Tradeoff: parallelism

Most software programming is, essentially, serial. Although functional languages express algorithms without state, most software programming is, essentially, serial. Imperative languages such as Java or C code algorithms as a series of successive statements. Of course these map well onto the underlying processor which executes them as a series of successive machine instructions.

‘Parallel programming’ largely refers to writing a set of largely independent threads or processes which are each made up of sequences of instructions.

It is therefore not surprising that many people begin writing HDL code in a similar way. This typically results in over-complicated code and inefficient hardware.

Parallelism is easy to express in a HDL although the ‘linear’ nature of the code in a file may make it harder to see. A block diagram or schematic gives a two-dimensional representation of the problem and can often help clarify where parallelism may be available.

Speed

If two or more units are able to process at the same time then the elapsed time for the whole task will be reduced. This assumes that there are no serial dependencies between the individual jobs.

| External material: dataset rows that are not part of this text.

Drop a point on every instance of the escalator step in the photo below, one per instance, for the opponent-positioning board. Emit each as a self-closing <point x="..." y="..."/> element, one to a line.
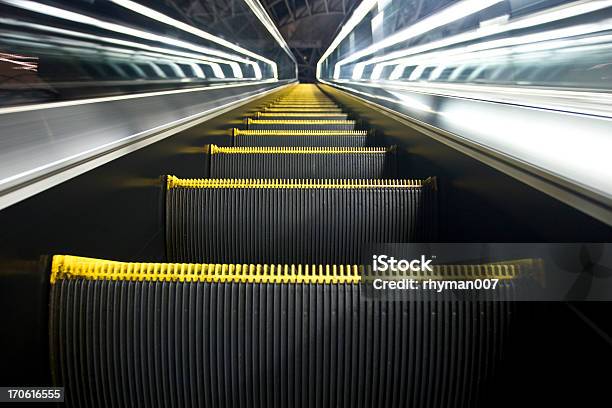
<point x="192" y="335"/>
<point x="306" y="110"/>
<point x="255" y="124"/>
<point x="300" y="115"/>
<point x="293" y="221"/>
<point x="302" y="162"/>
<point x="303" y="105"/>
<point x="296" y="138"/>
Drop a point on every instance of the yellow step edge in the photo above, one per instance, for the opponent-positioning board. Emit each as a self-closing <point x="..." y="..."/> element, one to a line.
<point x="298" y="110"/>
<point x="304" y="114"/>
<point x="214" y="149"/>
<point x="298" y="132"/>
<point x="66" y="267"/>
<point x="74" y="267"/>
<point x="300" y="122"/>
<point x="175" y="182"/>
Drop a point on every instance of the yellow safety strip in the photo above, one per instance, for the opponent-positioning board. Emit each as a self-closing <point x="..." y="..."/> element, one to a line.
<point x="65" y="267"/>
<point x="298" y="132"/>
<point x="300" y="122"/>
<point x="175" y="182"/>
<point x="299" y="110"/>
<point x="304" y="114"/>
<point x="74" y="267"/>
<point x="304" y="104"/>
<point x="214" y="149"/>
<point x="304" y="101"/>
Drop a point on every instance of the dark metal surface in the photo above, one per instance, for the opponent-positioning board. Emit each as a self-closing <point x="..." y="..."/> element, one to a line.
<point x="46" y="144"/>
<point x="113" y="211"/>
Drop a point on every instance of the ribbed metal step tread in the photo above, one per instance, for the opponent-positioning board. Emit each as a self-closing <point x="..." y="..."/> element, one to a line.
<point x="293" y="221"/>
<point x="302" y="162"/>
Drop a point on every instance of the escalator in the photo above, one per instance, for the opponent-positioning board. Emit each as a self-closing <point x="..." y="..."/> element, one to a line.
<point x="264" y="300"/>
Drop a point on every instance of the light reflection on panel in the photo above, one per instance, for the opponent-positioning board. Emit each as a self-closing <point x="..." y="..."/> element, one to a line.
<point x="81" y="49"/>
<point x="524" y="81"/>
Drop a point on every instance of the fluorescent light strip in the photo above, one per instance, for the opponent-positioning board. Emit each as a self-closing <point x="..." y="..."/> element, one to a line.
<point x="527" y="43"/>
<point x="51" y="105"/>
<point x="262" y="15"/>
<point x="156" y="51"/>
<point x="454" y="12"/>
<point x="83" y="19"/>
<point x="548" y="16"/>
<point x="360" y="12"/>
<point x="162" y="18"/>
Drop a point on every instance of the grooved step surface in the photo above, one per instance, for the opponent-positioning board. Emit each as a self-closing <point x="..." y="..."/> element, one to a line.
<point x="119" y="343"/>
<point x="250" y="222"/>
<point x="302" y="163"/>
<point x="304" y="124"/>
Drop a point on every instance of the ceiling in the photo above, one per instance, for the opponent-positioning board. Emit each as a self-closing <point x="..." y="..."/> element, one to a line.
<point x="308" y="26"/>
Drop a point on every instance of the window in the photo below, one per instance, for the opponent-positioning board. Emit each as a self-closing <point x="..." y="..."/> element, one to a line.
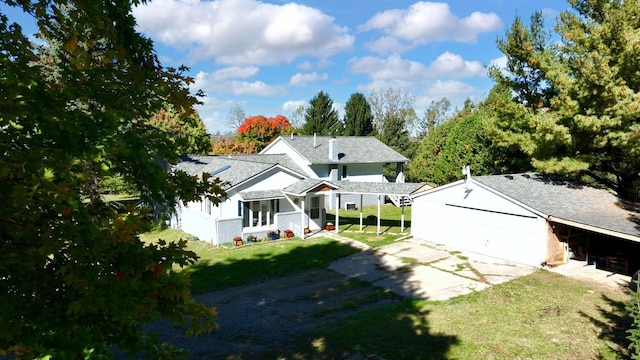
<point x="259" y="213"/>
<point x="314" y="207"/>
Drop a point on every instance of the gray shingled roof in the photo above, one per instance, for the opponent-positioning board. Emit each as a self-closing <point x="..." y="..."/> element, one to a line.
<point x="232" y="169"/>
<point x="262" y="194"/>
<point x="351" y="149"/>
<point x="306" y="185"/>
<point x="562" y="199"/>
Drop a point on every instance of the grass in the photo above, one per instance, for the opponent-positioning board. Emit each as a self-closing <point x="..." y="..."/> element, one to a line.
<point x="541" y="316"/>
<point x="220" y="267"/>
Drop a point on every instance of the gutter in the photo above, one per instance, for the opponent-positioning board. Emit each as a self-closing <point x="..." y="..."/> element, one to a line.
<point x="595" y="229"/>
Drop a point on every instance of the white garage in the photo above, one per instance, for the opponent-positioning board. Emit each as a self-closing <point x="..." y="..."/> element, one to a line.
<point x="471" y="216"/>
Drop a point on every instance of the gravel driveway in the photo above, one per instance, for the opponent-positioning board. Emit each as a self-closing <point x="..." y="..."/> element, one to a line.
<point x="263" y="315"/>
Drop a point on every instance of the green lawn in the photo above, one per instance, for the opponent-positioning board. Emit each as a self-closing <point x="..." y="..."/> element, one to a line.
<point x="220" y="267"/>
<point x="540" y="316"/>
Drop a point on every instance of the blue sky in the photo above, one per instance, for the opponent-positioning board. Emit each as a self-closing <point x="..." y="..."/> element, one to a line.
<point x="270" y="57"/>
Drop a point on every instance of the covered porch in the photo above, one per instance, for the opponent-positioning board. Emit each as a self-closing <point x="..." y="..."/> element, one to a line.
<point x="401" y="191"/>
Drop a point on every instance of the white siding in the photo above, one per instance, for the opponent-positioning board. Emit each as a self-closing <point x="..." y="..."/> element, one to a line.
<point x="474" y="219"/>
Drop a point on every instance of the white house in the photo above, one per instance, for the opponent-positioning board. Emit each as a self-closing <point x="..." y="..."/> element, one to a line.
<point x="287" y="187"/>
<point x="532" y="219"/>
<point x="341" y="158"/>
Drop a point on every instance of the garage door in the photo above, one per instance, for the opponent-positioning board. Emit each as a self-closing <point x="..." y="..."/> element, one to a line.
<point x="517" y="238"/>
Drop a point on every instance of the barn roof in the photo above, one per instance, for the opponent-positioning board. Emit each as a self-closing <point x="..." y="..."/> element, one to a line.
<point x="563" y="200"/>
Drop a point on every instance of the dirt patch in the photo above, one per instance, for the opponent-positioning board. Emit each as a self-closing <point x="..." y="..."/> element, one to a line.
<point x="261" y="316"/>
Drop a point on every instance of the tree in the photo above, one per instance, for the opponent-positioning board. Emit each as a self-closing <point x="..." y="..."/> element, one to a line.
<point x="76" y="279"/>
<point x="358" y="120"/>
<point x="437" y="113"/>
<point x="236" y="116"/>
<point x="260" y="131"/>
<point x="525" y="71"/>
<point x="463" y="140"/>
<point x="392" y="103"/>
<point x="321" y="118"/>
<point x="396" y="135"/>
<point x="591" y="126"/>
<point x="184" y="129"/>
<point x="296" y="116"/>
<point x="633" y="308"/>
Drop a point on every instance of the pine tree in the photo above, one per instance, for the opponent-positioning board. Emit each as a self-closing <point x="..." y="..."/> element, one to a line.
<point x="581" y="93"/>
<point x="358" y="119"/>
<point x="321" y="118"/>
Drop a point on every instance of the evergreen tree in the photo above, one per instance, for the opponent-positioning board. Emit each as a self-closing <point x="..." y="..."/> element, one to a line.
<point x="465" y="139"/>
<point x="590" y="123"/>
<point x="321" y="118"/>
<point x="436" y="114"/>
<point x="358" y="119"/>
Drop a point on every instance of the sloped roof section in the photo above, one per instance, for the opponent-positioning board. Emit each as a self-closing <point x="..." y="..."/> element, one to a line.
<point x="563" y="199"/>
<point x="262" y="195"/>
<point x="350" y="149"/>
<point x="231" y="169"/>
<point x="307" y="185"/>
<point x="373" y="188"/>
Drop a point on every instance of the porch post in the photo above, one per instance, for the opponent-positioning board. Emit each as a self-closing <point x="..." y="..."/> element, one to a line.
<point x="302" y="217"/>
<point x="337" y="213"/>
<point x="360" y="212"/>
<point x="378" y="214"/>
<point x="402" y="217"/>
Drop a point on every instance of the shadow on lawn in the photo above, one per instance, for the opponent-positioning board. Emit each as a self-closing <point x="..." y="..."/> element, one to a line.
<point x="613" y="326"/>
<point x="292" y="306"/>
<point x="207" y="276"/>
<point x="400" y="331"/>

An example can be seen in a superscalar processor. It is often possible to execute several instructions simultaneously; it is not possible to execute hundreds of instructions simultaneously because of dependencies.

Power

In some cases parallelism can be used to reduce power consumption. This is usually attributable to the ability to remove expensive speed optimization within a unit but provide an adequate overall performance using several units.

A (contrived) example could be addition: several slow but simple ripple carry adders may provide the same throughput as one larger, fast adder, and may switch less leading to a lower power dissipation.

Another power-saving technique is to employ several units running from a reduced supply voltage; the speed is roughly proportional to V whereas power roughly proportional to V² . Thus two units at half the voltage may give the same throughput at half the power cost.

Resources

Parallelism implies increasing the resources used. There is therefore a cost/benefit trade-off. It is not usually sensible to have many functional units which are underemployed; it is better to have a more flexible unit which is kept busy. This is the rationale for having programmable devices such as microprocessors in the first place!

Complexity

In some ways parallelism can increase the complexity of a system because there are more things happening at once.

In other way complexity can be decreased. It is easier to design and verify small, simple units so dividing a system in a sensible way can actually make the blocks easier.

The simplification or removal of sequencing logic can help here; if a unit does only one job there its control logic is trivial and there will be no need for many of the buses and multiplexers otherwise required.

As an example, consider the ARM instruction set. Additions are used in several places:

ADD instruction
Address calculation
Branch offset determination

ADD R1, R2, R2
LDR R4, [R5,#&67]
B label

Originally these all shared the same adder (for cost reasons). Nowadays they may have ‘private’ adders which don't need to accommodate other operations.

This also means that less bus multiplexing is needed, simplifying control.

Pipelining

Pipelining can be a ‘cheap’ way to increase performance. It is cheap(ish) because it introduces parallelism without adding (much) extra logic. Clearly additional latches are required but the processing logic can often be the same as in an unpipelined version.

Pipelined logic typically has higher throughput than unpipelined logic but will always have higher latency too. It is therefore only useful for processing streams of data. The above example illustrates an imperfectly balanced pipeline where the clock cycle is dictated by the slowest stage and some time is wasted in the faster stages. This is typically because the logic will divide ‘naturally’ in certain ways which may be worth retaining for design simplicity and readability. Dividing the logic into a three-stage pipeline – and assuming this can be kept full – has yielded a better than 2× increase in throughput.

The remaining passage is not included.